Yang lucu, sebelum dijual PWC sudah ditugasi oleh Pemerintah untuk menilainya kembali dengan TOR yang berbeda. Jatuhnya sekitar Rp. 20 trilyun. Toh ini yang dijadikan acuan menjual, dan akhirnya memang hanya laku sekitar Rp. 20 trilyun.
Jadi pemerintah menerima nilai asset sebesar Rp. 52,8 trilyun sebagai pelunasan utang keluarga Salim, tetapi pemerintah juga yang bangga bisa menjualnya dengan nilai Rp. 20 trilyun. Bangganya karena bisa memperoleh recovery rate sekitar 34 %, sedangkan dari obligor lainnya rata-rata hanya memperoleh 15 % yang dianggap sangat normal oleh para teknokrat penguasa ekonominya Presiden Megawati.
Di Mana Letak Permasalahannya ?
Bahana, Dana Reksa dan Lehman Brothers ditugasi menilai dengan asumsi “Pandangan yang positif tentang hari depan ekonomi Indonesia dan lingkungan politik yang normal (normalised economic and political scenarios). Jadi mereka disuruh menilai 108 perusahaan itu sebagai going concern dalam lingkungan ekonomi makro yang bagus.
Price Waterhouse Coopers (PWC) ditugasi dengan asumsi dan TOR yang intinya berbunyi : “harus dijual dalam waktu antara 8 dan 10 minggu”, dengan “transaksi penjualan dilakukan antara pembeli yang mau membeli tetapi ogah-ogahan, dan penjual yang mau menjual tapi ogah-ogahan” (willing but not anxious). Jadi PWC ditugasi menilai 108 perusahaan itu dengan titik tolak dan asumsi liquidation value dalam lingkungan ekonomi makro yang para investornya ogah-ogahan melakukan investasi atau membeli 108 asset keluarga Salim.
Jadi ketika menerima 108 perusahaan sebagai pelunasan utang, pemerintah yang menilainya sebagai going concern.
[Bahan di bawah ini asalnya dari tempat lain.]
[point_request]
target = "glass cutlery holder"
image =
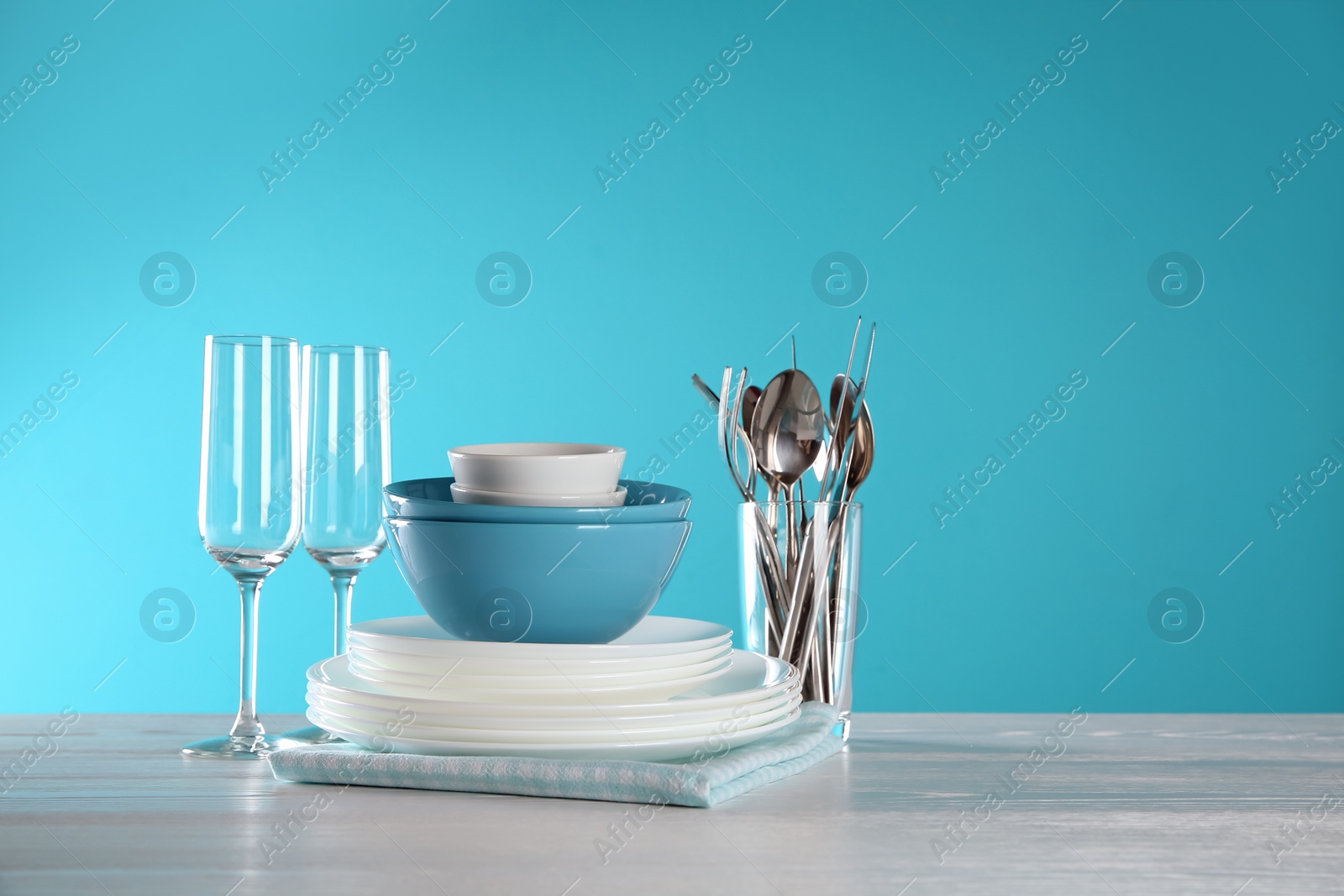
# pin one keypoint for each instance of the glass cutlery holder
(800, 591)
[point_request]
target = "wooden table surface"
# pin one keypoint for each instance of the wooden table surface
(1223, 805)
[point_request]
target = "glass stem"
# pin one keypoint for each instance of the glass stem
(343, 584)
(248, 725)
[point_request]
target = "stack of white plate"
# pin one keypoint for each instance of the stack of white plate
(667, 689)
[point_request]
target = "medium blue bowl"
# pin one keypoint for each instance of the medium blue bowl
(432, 500)
(537, 582)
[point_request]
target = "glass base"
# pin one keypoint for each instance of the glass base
(313, 735)
(230, 747)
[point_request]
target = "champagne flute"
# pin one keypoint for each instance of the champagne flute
(250, 511)
(347, 412)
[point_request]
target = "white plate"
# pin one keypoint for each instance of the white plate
(654, 667)
(423, 728)
(450, 688)
(467, 495)
(652, 637)
(593, 721)
(752, 679)
(652, 752)
(370, 665)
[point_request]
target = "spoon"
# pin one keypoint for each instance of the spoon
(788, 427)
(864, 446)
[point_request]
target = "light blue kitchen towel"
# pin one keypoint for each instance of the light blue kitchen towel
(705, 779)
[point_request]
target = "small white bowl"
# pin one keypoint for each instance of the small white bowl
(538, 468)
(464, 495)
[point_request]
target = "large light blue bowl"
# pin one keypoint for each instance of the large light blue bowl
(537, 582)
(432, 500)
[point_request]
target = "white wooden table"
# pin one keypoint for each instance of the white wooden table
(1132, 805)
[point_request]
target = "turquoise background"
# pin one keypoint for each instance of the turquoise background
(1025, 269)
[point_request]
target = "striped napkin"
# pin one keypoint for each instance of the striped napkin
(702, 781)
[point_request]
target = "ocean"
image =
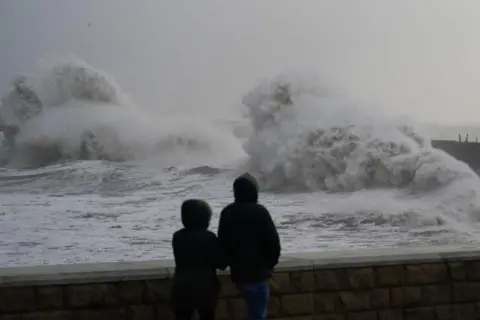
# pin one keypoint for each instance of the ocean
(92, 177)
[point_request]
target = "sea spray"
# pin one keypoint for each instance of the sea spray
(71, 111)
(306, 139)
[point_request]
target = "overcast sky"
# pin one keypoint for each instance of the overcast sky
(416, 57)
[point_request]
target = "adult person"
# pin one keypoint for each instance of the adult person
(250, 242)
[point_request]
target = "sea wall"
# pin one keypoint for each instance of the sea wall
(468, 152)
(381, 284)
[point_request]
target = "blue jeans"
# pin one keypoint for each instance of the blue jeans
(256, 295)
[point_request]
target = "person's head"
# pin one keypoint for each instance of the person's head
(245, 188)
(196, 214)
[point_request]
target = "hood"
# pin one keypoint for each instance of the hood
(245, 188)
(196, 214)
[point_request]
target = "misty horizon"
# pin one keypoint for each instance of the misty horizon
(413, 58)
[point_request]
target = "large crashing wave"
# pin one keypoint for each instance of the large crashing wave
(304, 138)
(73, 111)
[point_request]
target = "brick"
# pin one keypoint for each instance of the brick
(443, 312)
(464, 312)
(227, 287)
(222, 311)
(466, 292)
(297, 304)
(393, 314)
(52, 315)
(419, 314)
(274, 307)
(330, 317)
(406, 296)
(91, 295)
(142, 313)
(472, 270)
(331, 280)
(131, 292)
(390, 276)
(355, 300)
(101, 314)
(17, 299)
(326, 303)
(163, 312)
(157, 290)
(457, 271)
(238, 308)
(436, 294)
(380, 298)
(361, 278)
(49, 298)
(303, 282)
(370, 315)
(280, 283)
(426, 273)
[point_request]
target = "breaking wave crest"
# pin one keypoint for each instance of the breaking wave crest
(305, 138)
(72, 111)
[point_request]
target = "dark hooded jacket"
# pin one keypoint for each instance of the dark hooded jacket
(197, 256)
(247, 234)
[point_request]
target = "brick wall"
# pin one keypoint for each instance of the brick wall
(444, 289)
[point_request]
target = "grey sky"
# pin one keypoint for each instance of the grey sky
(417, 57)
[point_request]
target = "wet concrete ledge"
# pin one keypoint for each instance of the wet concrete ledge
(161, 269)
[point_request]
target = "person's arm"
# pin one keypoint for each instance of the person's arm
(218, 258)
(270, 238)
(222, 234)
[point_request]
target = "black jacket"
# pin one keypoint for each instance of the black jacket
(247, 234)
(197, 256)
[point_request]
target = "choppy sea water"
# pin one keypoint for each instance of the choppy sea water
(78, 187)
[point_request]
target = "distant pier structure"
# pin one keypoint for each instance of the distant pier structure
(462, 149)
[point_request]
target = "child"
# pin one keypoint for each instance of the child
(197, 256)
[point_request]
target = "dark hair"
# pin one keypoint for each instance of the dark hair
(196, 214)
(245, 188)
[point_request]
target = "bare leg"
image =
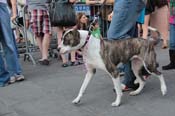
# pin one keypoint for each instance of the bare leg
(39, 42)
(45, 46)
(59, 36)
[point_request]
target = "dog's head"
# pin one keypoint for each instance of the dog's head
(70, 41)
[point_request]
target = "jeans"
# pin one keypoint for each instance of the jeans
(9, 60)
(172, 37)
(124, 18)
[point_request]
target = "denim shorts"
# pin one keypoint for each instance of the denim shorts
(124, 18)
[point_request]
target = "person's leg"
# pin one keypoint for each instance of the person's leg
(39, 43)
(10, 54)
(47, 35)
(45, 46)
(161, 25)
(63, 56)
(124, 17)
(4, 75)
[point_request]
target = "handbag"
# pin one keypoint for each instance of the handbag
(62, 14)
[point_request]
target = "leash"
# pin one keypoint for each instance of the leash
(92, 25)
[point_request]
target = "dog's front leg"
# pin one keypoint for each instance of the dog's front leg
(117, 86)
(89, 74)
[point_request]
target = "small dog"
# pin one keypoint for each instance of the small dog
(107, 54)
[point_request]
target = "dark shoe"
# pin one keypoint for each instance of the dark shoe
(19, 77)
(44, 62)
(168, 67)
(64, 65)
(75, 63)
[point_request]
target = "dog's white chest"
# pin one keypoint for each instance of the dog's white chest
(92, 55)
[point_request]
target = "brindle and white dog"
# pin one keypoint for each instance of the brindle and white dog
(107, 54)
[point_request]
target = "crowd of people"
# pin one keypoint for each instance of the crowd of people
(124, 23)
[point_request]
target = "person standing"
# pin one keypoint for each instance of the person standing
(171, 65)
(124, 17)
(10, 69)
(41, 27)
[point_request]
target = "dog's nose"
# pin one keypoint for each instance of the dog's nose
(58, 49)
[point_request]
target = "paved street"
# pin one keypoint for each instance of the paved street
(48, 91)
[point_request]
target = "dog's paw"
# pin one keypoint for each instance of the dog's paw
(76, 101)
(115, 104)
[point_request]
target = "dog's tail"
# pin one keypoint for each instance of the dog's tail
(159, 36)
(144, 65)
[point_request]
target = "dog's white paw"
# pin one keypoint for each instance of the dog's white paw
(76, 101)
(164, 90)
(115, 104)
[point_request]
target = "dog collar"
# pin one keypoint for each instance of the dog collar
(87, 39)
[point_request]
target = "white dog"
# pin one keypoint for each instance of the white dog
(107, 54)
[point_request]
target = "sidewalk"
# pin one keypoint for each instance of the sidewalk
(49, 91)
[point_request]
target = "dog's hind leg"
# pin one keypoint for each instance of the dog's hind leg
(90, 72)
(117, 86)
(136, 65)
Tetapi ketika menjual, pemerintah sendiri juga yang menilainya dengan titik tolak dan asumsi liquidation value.
Menilai perusahaan memang sulit, merupakan sub disiplin ilmu tersendiri yang tidak dipahami oleh para teknokrat dan professor yang berteori bahwa kodok melompat-lompat dalam air, sedangkan kodok selalu berenang begitu menyentuh air.
Nilai perusahaan bisa didasarkan atas replacement value, discounted cash flow value, net present value, historical value, liquidation value dan entah apa lagi. Hasil dari berbagai metoda penilaian ini juga berbeda-beda.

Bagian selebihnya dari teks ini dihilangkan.